Person Of Interest: “Aletheia”
Amy Acker has the greatest eyes. When the character she’s playing is defeated or despairing, they go totally dead, so that they look as if they’ve stopped taking in light. But when she lets them shine again, she may look as if she’s madly in love, completely psychotic, or having a vision of the Virgin Mary. When Root is looking up at someone and singing the praises of The Machine, she gets all three humming simultaneously. Having fallen into the clutches of Camryn Manhem’s Control—what a surprise, someone who works on this show is a John Le Carre’ fan—she rhapsodizes that The Machine is “my power, my reason for being, my friend.” This is actually a pretty fair summation of how I feel about this show.
Person Of Interest likes to keep lots of balls in the air, so that when it wants to bring things to a full boil, it can start crossing streams and throwing them together. While Root and Control are having it out, Shaw, Finch, and Saul Rubinek as Finch’s old college buddy from M.I.T. have gone to a bank to collect the drives for Rubinek’s Machine-like artificial-intelligence-driven surveillance system, Samaritan. While they’re in the bank, the privacy-rights terrorist group Vigilance storms the building, followed by Control’s sidekick, Hersh. I could be happy as a pig in shit watching any of these people for an hour, but sectioning them off into different levels of the plot and cutting back and forth between them is a guaranteed formula for the viewer’s personal happiness.

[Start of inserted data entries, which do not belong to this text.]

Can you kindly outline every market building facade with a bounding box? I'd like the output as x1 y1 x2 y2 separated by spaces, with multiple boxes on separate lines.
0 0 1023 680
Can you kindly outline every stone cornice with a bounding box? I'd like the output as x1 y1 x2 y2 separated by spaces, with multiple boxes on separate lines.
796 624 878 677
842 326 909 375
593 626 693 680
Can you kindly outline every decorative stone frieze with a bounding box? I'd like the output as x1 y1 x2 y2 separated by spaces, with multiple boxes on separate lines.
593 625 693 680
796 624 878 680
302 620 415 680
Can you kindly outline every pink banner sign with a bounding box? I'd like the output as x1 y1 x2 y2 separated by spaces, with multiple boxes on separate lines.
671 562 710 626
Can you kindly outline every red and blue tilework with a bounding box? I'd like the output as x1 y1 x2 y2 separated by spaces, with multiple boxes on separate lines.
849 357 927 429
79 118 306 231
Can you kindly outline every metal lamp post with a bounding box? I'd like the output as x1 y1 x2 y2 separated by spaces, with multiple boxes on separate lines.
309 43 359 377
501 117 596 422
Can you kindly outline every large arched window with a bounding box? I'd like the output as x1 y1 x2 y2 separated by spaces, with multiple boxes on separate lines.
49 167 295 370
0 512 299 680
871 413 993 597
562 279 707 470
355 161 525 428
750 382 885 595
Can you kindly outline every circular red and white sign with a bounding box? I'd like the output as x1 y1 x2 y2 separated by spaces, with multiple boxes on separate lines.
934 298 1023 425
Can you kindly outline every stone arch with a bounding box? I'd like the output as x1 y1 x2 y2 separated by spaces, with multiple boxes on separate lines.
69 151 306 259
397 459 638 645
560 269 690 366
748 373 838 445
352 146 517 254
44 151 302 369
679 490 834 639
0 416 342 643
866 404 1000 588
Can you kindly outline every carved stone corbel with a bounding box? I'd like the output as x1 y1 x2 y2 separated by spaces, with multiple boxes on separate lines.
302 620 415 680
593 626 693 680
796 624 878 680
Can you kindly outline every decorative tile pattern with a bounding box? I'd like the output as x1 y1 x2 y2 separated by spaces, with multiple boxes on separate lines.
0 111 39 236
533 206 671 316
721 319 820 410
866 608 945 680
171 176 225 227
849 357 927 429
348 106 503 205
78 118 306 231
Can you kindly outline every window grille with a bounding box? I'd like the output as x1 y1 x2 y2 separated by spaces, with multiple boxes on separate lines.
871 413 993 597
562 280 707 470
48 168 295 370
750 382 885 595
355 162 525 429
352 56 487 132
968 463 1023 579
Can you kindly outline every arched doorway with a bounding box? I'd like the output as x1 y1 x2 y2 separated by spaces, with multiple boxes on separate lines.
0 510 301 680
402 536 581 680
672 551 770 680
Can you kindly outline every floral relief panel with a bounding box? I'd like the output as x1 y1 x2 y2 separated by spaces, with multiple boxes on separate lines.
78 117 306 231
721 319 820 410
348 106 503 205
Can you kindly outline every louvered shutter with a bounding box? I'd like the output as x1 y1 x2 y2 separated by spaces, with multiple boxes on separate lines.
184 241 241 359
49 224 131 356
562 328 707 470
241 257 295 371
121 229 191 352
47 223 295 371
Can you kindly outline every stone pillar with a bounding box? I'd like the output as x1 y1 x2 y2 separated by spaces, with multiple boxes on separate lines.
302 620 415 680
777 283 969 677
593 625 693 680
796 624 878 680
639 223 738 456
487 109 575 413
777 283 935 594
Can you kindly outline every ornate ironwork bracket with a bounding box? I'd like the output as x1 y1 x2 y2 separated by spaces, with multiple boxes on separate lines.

Meanwhile, Reese and Lionel are in a jail cell somewhere, debating the validity of what they do, and also which of them should be more grateful that the cops broke up their big fight in the previous episode. I’m not sure how Reese’s crisis of conscience is going to play itself out, but it’s worth pointing out that the show can allow him to indulge in his pouting because it now has enough heroes in play to pick up the slack. Most of the violent action chores tonight are handled by Shaw and Root, which is to say that its action heroes are a clinical psychopath who’s good with a gun and a raving loony who’s even better. Realizing that he’s dependent on Shaw to save his bacon, Finch urges her to try to think like Reese—a careful, precise instrument, like a scalpel—instead of her usual approach, which more closely resembles a hammer. “There’s a time for a scalpel, and a time for a hammer,” reasons Shaw. “It’s hammer time.”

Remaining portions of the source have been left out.